SUB­SPECIES: Felis sil­vestris catus

I HAVE A MIR­ROR IN­SIDE MY EYE

iD magazine - - Nature -

This eye be­long to one of the most suc­cess­ful preda­tors on the planet. At night the pupils of Felis sil­vestris catus are twice as large as those of a hu­man. In ad­di­tion, its eyes shine in the dark. The rea­son for this is a layer of tis­sue be­hind the retina that func­tions like a mir­ror to re­flect cap­tured light rays back onto the retina. Re­sult: With the help of this resid­ual- light am­pli­fier, this an­i­mal can see in the dark about six times bet­ter than a hu­man can. And at 200 de­grees its vis­ual field is one-tenth larger than that of a hu­man. But we are hope­lessly in­fe­rior only at night: “Hu­mans have 10 times as many cone cells in their reti­nas than Felis sil­vestris catus does.

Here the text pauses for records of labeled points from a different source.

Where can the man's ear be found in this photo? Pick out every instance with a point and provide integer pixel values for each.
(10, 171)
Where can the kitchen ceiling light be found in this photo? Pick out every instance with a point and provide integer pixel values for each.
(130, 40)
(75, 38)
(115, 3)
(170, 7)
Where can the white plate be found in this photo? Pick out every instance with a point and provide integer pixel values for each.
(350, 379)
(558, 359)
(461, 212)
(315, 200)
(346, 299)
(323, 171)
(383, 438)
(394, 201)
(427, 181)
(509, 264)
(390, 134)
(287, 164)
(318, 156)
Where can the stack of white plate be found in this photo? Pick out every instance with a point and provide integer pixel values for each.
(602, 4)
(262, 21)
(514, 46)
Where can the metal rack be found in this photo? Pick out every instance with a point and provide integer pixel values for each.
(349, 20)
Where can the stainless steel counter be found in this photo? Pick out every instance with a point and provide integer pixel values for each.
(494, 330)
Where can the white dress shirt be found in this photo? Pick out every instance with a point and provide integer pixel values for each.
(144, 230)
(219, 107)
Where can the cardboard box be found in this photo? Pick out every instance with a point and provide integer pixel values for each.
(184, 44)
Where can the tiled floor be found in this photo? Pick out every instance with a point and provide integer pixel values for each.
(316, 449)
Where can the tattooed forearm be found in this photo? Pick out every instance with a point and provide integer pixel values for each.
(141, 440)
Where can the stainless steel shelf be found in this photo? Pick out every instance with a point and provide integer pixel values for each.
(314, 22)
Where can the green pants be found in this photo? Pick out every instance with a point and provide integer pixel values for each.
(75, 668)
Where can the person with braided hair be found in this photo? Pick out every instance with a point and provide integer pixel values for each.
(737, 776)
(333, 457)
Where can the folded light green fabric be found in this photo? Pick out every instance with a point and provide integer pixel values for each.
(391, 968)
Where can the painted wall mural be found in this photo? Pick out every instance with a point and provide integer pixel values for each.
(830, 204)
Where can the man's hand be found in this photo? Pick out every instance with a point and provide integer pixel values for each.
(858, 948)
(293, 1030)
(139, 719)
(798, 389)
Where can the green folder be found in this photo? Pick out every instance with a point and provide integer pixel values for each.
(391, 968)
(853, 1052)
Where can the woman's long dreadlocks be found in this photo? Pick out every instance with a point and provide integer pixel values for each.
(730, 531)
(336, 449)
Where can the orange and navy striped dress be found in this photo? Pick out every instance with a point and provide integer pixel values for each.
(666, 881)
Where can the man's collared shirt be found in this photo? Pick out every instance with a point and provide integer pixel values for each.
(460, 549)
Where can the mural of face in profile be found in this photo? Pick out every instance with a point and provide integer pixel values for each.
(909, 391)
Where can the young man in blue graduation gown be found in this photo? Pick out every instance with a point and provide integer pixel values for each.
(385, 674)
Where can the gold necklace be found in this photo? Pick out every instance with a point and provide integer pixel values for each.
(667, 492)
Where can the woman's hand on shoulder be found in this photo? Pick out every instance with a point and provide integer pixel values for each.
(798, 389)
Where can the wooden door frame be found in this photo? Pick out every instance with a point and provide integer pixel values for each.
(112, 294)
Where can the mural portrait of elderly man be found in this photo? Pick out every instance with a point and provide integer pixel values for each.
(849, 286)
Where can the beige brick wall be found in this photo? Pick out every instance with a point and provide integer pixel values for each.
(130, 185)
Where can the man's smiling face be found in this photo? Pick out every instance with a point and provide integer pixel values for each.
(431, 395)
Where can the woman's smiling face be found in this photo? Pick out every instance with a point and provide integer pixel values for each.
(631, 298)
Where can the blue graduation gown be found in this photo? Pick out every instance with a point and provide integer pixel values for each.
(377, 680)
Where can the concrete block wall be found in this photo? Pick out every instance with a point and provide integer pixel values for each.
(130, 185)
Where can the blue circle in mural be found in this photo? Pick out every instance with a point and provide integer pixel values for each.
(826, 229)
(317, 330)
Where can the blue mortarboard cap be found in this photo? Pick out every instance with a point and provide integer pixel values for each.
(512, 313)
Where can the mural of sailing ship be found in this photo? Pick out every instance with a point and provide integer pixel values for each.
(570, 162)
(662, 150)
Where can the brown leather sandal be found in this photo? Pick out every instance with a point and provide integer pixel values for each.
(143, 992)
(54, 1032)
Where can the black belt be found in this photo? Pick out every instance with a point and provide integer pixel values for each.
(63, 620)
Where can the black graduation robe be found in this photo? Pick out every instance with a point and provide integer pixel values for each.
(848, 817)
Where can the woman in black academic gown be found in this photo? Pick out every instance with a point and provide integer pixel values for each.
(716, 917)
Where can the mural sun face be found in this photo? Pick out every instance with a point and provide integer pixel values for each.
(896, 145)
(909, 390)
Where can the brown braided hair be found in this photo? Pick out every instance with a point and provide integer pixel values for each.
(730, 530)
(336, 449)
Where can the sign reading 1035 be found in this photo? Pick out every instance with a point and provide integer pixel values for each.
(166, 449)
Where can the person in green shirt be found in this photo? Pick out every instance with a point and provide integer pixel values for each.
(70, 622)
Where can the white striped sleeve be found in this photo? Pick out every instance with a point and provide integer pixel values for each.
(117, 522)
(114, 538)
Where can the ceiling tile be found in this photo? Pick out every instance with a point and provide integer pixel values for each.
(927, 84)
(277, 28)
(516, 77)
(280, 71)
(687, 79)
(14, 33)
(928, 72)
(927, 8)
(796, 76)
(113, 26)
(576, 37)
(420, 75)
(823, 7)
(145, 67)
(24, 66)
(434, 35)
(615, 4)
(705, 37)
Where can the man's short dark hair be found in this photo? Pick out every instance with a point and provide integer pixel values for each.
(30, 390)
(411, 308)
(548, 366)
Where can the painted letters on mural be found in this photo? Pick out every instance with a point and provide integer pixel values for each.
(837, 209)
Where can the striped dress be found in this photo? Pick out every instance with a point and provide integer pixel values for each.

So we see much more than they do in the light, plus more color,” says vet­eri­nar­ian Kerry Ketring of All An­i­mal Eye Clinic.

LIGHT AB­SORBER The pupils of Felis sil­vestris catus spe­cial­ize in the darkness. Though the pupils are re­duced to nar­row slits in bright light, they fill up the en­tire eye in darkness.